In the case at bar the preference claimed by the United States is not prohibited ; but it has been truly said, that, under a constitution conferring specific powers, the power contended for must be granted, or it cannot be exercised.
It is claimed under the authority to make all laws which shall be necessary and proper to carry into execution the powers vested by the constitution in the government of the United States, or in any department or officer thereof.
In construing this clause it would be incorrect, and would produce endless difficulties, if the opinion should be maintained that no law was authorized which was not indispensably necessary to give effect to a specified power.
Where various systems might be adopted for that purpose, it might be said with respect to each that it was not necessary, because the end might be obtained by other means. Congress must possess the choice of means, and must be empowered to use any means which are in fact conducive to the exercise of a power granted by the constitution.
The government is to pay the debt of the union, and must be authorized to use the means which appear to itself most eligible to effect that object. It has, consequently, a right to make remittances by bills or otherwise, and to take those precautions which will render the transaction safe.
This claim of priority on the part of the United States will, it has been said, interfere with the right of the state sovereignties respecting the dignity of debts, and will defeat the measures they have a right to adopt to secure themselves against delinquencies on the part of their own revenue officers.
But this is an objection to the constitution itself. The mischief suggested, so far as it can really happen, is the necessary consequence of the supremacy of the laws of the United States on all subjects to which the legislative power of congress extends.
HEPBURN AND DUNDAS v. ELLZEY.
: FEBRUARY TERM, 1805.
[2 Cranch's Reports, 445 – 453.]
HEPBURN AND Dundas, who were citizens of the district of Columbia, sued Ellzey, who was a citizen of Virginia, in the United States' circuit court holden in the district of Virginia, and this question arose :
“Are citizens of the district of Columbia citizens of a state within the meaning of the second section of the third article of the constitution of the United States ?”

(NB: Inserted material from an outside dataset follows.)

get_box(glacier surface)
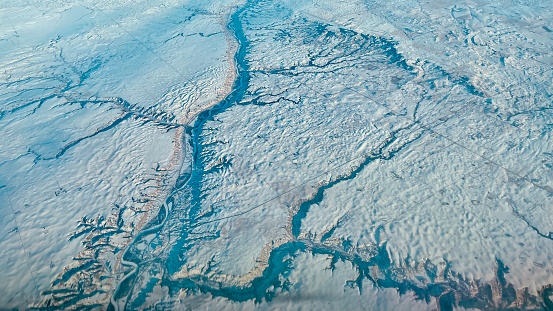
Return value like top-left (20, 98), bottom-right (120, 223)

The judges of the circuit court being opposed in opinion upon this question, it was brought before the supreme court; the opinion of which was given by the chief justice, as follows :
The question in this case is, whether the plaintiffs, as residents of the district of Columbia, can maintain an action in the circuit court of the United States for the district of Virginia.
This depends on the act of congress describing the jurisdiction of that court. That act gives jurisdiction to the circuit courts in cases between a citizen of the state in which the suit is brought and a citizen of another state. To support the jurisdiction in this case, therefore, it must appear that Columbia is a state.
On the part of the plaintiffs it has been urged that Columbia is a distinct political society, and is therefore “a state,” according to the definitions of writers on general law.
This is true. But as the act of congress obviously uses the word “state” in reference to that term as used in the constitution, it becomes necessary to inquire whether Columbia is a state in the sense of that instrument. The result of that examination is a conviction that the members of the American confederacy only are the states contemplated in the constitution.